MongoDB being a hugely popular NoSQL database means that there are several use cases where it has succeeded in supporting quality applications with a great time to market delivery time.
Many of its most successful use cases center around the following areas:
- Integration of siloed data providing a single view of them
- Internet of Things
- Mobile applications
- Real-time analytics
- Catalog management
- Content management
All these success stories share some common characteristics. We will try and break these down in order of relative importance.
Schema flexibility is most probably the most important one. Being able to store documents inside a collection that can have different properties can help both during development phase but also in ingesting data from heterogeneous sources that may or may not have the same properties. In contrast with an RDBMS where columns need to be predefined and having sparse data can be penalized, in MongoDB this is the norm and it's a feature that most use cases share. Having the ability to deep nest attributes into documents, add arrays of values into attributes and all the while being able to search and index these fields helps application developers exploit the schema-less nature of MongoDB.
Scaling and sharding are the most common patterns for MongoDB use cases. Easily scaling using built-in sharding and using replica sets for data replication and offloading primary servers from read load can help developers store data effectively.
Many use cases also use MongoDB as a way of archiving data. Used as a pure data store and not having the need to define schemas, it's fairly easy to dump data into MongoDB, only to be analyzed at a later date by business analysts either using the shell or some of the numerous BI tools that can integrate easily with MongoDB. Breaking data down further based on time caps or document count can help serve these datasets from RAM, the use case where MongoDB is most effective.

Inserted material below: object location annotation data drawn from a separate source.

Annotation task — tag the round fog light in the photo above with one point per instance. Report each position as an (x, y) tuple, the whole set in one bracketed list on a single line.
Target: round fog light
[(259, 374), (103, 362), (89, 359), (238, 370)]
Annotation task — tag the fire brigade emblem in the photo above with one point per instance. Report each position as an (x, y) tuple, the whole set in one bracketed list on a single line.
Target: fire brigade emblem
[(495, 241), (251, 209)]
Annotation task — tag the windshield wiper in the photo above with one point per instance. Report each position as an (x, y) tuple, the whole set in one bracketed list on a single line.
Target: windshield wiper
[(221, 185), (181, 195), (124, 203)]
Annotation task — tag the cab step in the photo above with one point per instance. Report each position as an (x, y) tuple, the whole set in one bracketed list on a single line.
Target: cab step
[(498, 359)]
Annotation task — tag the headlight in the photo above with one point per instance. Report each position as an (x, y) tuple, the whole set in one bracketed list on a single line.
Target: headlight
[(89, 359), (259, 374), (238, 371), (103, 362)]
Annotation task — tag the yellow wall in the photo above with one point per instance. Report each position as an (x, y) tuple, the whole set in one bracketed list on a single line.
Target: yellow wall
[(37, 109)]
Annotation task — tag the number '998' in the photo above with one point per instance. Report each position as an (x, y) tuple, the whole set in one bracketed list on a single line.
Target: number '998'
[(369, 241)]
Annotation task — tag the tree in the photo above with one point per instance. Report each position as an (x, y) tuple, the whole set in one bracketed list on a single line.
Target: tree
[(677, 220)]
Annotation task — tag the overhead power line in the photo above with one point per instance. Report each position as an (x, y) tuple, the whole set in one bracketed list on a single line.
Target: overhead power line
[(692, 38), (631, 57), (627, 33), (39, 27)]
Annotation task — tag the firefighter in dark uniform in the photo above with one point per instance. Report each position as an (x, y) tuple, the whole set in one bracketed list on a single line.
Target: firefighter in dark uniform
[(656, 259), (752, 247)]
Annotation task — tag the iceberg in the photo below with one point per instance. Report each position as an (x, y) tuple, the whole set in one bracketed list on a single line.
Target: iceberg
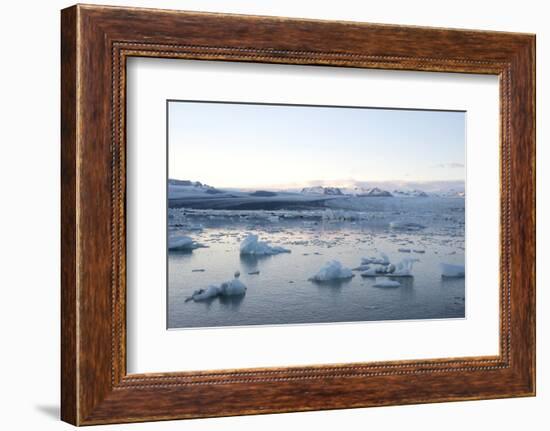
[(401, 269), (331, 271), (401, 225), (182, 243), (382, 260), (449, 270), (251, 245), (204, 294), (234, 287), (386, 282)]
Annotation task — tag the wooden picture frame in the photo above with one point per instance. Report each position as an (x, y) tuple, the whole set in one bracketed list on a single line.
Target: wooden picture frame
[(95, 43)]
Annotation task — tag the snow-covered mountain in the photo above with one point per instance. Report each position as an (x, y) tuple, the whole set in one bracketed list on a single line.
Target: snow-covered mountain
[(320, 190), (452, 194), (370, 192), (190, 187), (410, 193)]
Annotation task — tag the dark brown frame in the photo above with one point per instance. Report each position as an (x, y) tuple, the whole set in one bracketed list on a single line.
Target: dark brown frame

On this point, keeping datasets in RAM is more often another common pattern. MongoDB uses MMAP storage (called MMAPv1) in most versions up to the most recent, which delegates data mapping to the underlying operating system. This means thatÂ most GNU/Linux based systems working with collections that can be stored in RAM will dramatically increase performance. This is less of an issue with the introduction of pluggable storage engines like WiredTiger, more on that in Chapter 8, Storage Engines.
Capped collections are also a feature used in many use cases. Capped collections can restrict documents in a collection by count or by overall size of the collection. In the latter case, we need to have an estimate of size per document to calculate how many documents will fit in our target size. Capped collections are a quick and dirty solution to answer requests like "Give me the last hour's overview of the logs." without any need for maintenance and running async background jobs to clean our collection. Oftentimes, these may be used to quickly build and operate a queuing system. Instead of deploying and maintaining a dedicated queuing system like ActiveMQ, a developer can use a collection to store messages and then use native tailable cursors provided by MongoDB to iterate through results as they pile up and feed an external system.
Low operational overhead is also a common pattern in use cases. Developers working in agile teams can operate and maintain clusters of MongoDB servers without the need for a dedicated DBA. MongoDB Management Service can greatly help in reducing administrative overhead, whereas MongoDB Atlas, the hosted solution by MongoDB Inc., means that developers don't need to deal with operational headaches.
In terms of business sectors using MongoDB, there is a huge variety coming from almost all industries. Where there seems to be a greater penetration though, is in cases that have to deal with lots of data with a relatively low business value in each single data point. Fields like IoT can benefit the most by exploiting availability over consistency design, storing lots of data from sensors in a cost efficient way. Financial services on the other hand, many times have absolutely stringent consistency requirements aligned with proper ACID characteristics that make MongoDB more of a challenge to adapt. Transactions carrying financial data can be a few bytes but have an impact of millions of dollars, hence all the safety nets around transmitting this type of information correctly.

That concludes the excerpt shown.